[RFC PATCH 5/5] hugetlb: Check for pmd unshare and fault/lookup races

From: Mike Kravetz <mike.kravetz@oracle.com>
To: linux-mm@kvack.org, linux-kernel@vger.kernel.org
Cc: Michal Hocko <mhocko@suse.com>, Peter Xu <peterx@redhat.com>,
	Naoya Horiguchi <naoya.horiguchi@linux.dev>,
	"Aneesh Kumar K . V" <aneesh.kumar@linux.vnet.ibm.com>,
	Andrea Arcangeli <aarcange@redhat.com>,
	"Kirill A . Shutemov" <kirill.shutemov@linux.intel.com>,
	Davidlohr Bueso <dave@stgolabs.net>,
	Prakash Sangappa <prakash.sangappa@oracle.com>,
	James Houghton <jthoughton@google.com>,
	Mina Almasry <almasrymina@google.com>,
	Ray Fucillo <Ray.Fucillo@intersystems.com>,
	Andrew Morton <akpm@linux-foundation.org>,
	Mike Kravetz <mike.kravetz@oracle.com>
Subject: [RFC PATCH 5/5] hugetlb: Check for pmd unshare and fault/lookup races
Date: Wed,  6 Apr 2022 13:48:23 -0700	[thread overview]
Message-ID: <20220406204823.46548-6-mike.kravetz@oracle.com> (raw)
In-Reply-To: <20220406204823.46548-1-mike.kravetz@oracle.com>

When a pmd is 'unshared' it effectivelly deletes part of a processes
page tables.  The routine huge_pmd_unshare must be called with
i_mmap_rwsem held in write mode and the page table locked.  However,
consider a page fault happening within that same process.  We could
have the following race:

Faulting thread					Unsharing thread
...						     ...
ptep = huge_pte_offset()
      or
ptep = huge_pte_alloc()
...
						i_mmap_unlock_write
						lock_page table
ptep invalid   <------------------------	huge_pmd_unshare
Could be in a previously			unlock_page_table
sharing process or worse
...
ptl = huge_pte_lock(ptep)
get/update pte
set_pte_at(pte, ptep)

If the above race happens, we can update the pte of another process.

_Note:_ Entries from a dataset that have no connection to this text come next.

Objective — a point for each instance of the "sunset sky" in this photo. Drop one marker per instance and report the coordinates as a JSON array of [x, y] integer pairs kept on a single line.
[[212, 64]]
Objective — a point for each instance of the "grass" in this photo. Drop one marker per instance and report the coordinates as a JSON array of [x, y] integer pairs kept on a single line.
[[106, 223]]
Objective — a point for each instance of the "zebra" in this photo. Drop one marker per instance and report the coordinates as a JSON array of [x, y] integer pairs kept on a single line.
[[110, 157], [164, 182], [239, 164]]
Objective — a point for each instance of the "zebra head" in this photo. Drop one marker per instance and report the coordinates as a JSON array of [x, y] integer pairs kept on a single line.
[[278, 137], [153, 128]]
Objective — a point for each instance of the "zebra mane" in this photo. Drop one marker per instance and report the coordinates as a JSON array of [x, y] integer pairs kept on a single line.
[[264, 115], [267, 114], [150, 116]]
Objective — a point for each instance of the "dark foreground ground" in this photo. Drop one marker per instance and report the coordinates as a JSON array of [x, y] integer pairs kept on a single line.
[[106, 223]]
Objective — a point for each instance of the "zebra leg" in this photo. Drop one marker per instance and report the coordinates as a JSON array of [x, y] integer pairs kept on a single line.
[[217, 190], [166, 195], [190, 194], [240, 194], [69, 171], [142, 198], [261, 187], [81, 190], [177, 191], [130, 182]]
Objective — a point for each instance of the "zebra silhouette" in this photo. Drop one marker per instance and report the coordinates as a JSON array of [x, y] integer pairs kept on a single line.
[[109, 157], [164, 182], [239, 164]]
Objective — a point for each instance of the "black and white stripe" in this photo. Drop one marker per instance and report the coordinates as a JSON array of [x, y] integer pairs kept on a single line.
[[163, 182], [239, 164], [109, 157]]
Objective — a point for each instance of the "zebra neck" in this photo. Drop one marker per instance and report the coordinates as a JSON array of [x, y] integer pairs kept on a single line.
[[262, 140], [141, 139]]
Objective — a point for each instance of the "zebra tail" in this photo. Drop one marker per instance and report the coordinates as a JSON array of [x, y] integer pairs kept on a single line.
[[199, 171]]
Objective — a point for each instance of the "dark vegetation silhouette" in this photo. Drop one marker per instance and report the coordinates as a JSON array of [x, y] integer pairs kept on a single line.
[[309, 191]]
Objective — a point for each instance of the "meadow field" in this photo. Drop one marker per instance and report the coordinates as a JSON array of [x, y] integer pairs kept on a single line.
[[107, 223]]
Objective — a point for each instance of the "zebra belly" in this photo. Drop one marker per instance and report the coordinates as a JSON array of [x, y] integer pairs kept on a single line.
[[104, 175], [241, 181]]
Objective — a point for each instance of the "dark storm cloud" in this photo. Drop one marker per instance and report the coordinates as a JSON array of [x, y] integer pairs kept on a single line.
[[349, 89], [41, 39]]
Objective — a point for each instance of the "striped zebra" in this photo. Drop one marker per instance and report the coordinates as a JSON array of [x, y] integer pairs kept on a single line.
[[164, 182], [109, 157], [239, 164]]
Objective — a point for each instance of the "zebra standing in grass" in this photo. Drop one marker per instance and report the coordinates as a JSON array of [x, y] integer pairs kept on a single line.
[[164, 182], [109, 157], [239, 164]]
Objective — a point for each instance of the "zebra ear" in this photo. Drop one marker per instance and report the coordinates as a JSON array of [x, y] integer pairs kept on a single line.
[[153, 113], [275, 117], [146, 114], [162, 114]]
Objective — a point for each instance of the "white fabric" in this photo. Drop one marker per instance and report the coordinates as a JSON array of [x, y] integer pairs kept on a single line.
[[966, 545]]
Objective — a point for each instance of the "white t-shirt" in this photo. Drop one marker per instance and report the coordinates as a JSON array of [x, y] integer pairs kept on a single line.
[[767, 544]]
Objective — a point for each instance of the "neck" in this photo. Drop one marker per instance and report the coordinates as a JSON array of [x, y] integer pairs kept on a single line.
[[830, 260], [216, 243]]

Catch this situation by doing another huge_pte_offset/page table
walk after obtaining the page table lock and compare pointers.  If
the pointers are different, then we know a race happened and we can
bail and cleanup.

In fault code, make sure to check for this race AFTER checking for
faults beyond i_size so page cache can be cleaned up properly.

Do note that even this is not perfect.  The page table lock is in the
page struct of the pmd page.  We need the pmd pointer (ptep) to get the
page table lock.  As shown above, we can not even be certain ptep is
still valid when getting/locking the page table.  The other option is
to always use 'mm->page_table_lock' for hugetlb page table.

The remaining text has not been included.